In the mirror she wasn't grey and transparent but had rosy cheeks, eyes that were shining brightly with happiness – and liveliness – and was clad in vivid colours. It could have been true.

The crucial thing, though, was not to move at all, because when she did, her fingers passed through – into the mirror. When that happened, it was completely impossible to believe in her reflection.

And she so dearly wanted to believe what she saw in there was true. That it was that who was the truth, the reality - her life, her world, and herself.

Not this lonely, dim, stuck being she was now, but the human in front of her. She wanted to be the woman who was smiling next to her mother, whose arm was clutched gently by her mother. Her mother, who was proud of her, approving of her and even admiring her.

Of course she knew it had never been like that and that it would never be true, that she shouldn't even imagine it being true. She had heard of this mirror so many times, how it would lure men and women into madness, so she should be avoiding it. But when she had stumbled across (figuratively speaking, of course; she had more floated across it when she was drifting around in the school, so deep in thoughts she didn't notice her surroundings at all) the mirror like this, she hadn't been able to resist it. To see her mother again and to see something she desired that much had been too great of a temptation for her.

And wasn't it capturing her right now? The look in her mother's eyes when they met hers made her feel so loved, so appreciated that she never wanted to leave.

She wanted to stay here and keep pretending it had been like that when she was alive.

So she leaned even closer to the mirror, as though her nose tip was touching it, and saw how her mother's mouth formed the word "Helena."

She wanted to get closer, to get in there, to touch her mother, to be there, to feel it. Intuitively, she bent forward even further – and everything disappeared. She jolted and, after a moment of fear, she realized what had happened, so she backed off and saw her reflection again.

The Helena in the mirror was smiling, as if nothing had happened, as if she hadn't walked through the mirror, as if she wasn't dead.

Anger rose within her; it was so unfair. Just because she had been afraid to face her mother in the afterlife, just because she hadn't dared to go beyond, she would never get anything else than this.

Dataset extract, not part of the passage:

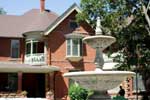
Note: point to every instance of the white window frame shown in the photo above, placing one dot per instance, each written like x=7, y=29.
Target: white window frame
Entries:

She knew it was irrational of her to be thinking about this and regretting her choices now. They had been made, and it was a long time since she had accepted her faith and what was left of her existence (for lack of a better word.)

But watching what could have been - what would have been - this close, just in front of her, brought every emotion she had suppressed for so long back to her.

Tears began streaming down her face, and she wanted to crush the mirror, break it; she wanted it to be shattered into a billion pieces, completely beyond rescuing and recognition. Her vision was blurred as she let her fists hit the mirror, well aware that they wouldn't be able to touch it and make any difference to it at all. Still, she continued hitting the sleek surface, with her eyes closed so she could at least make up a picture in her mind of how she destroyed it.

She was certain her greatest desire right now was to see the mirror broken, but when she opened her eyes the same image as before was seen.

She didn't move anymore, she just stared into her reflection's colourful, sparkling eyes, completely numb. It was as though she was entranced by the way her mirror image breathed, mist forming on the other side of the glass. Her chest heaved in a steady pace, her blue dress swaying slowly. She felt nothing when she saw it, but it was so rhythmical and harmonic she couldn't tear her gaze away from it.

But then someone, the teacher with the turban, burst in. Helena quickly floated out without thinking, not wanting to be seen.

It had been instinctive to pass through the wall to get away from there, but - now that she was out - she was pleased she had left the mirror. Helena never wanted to see it again.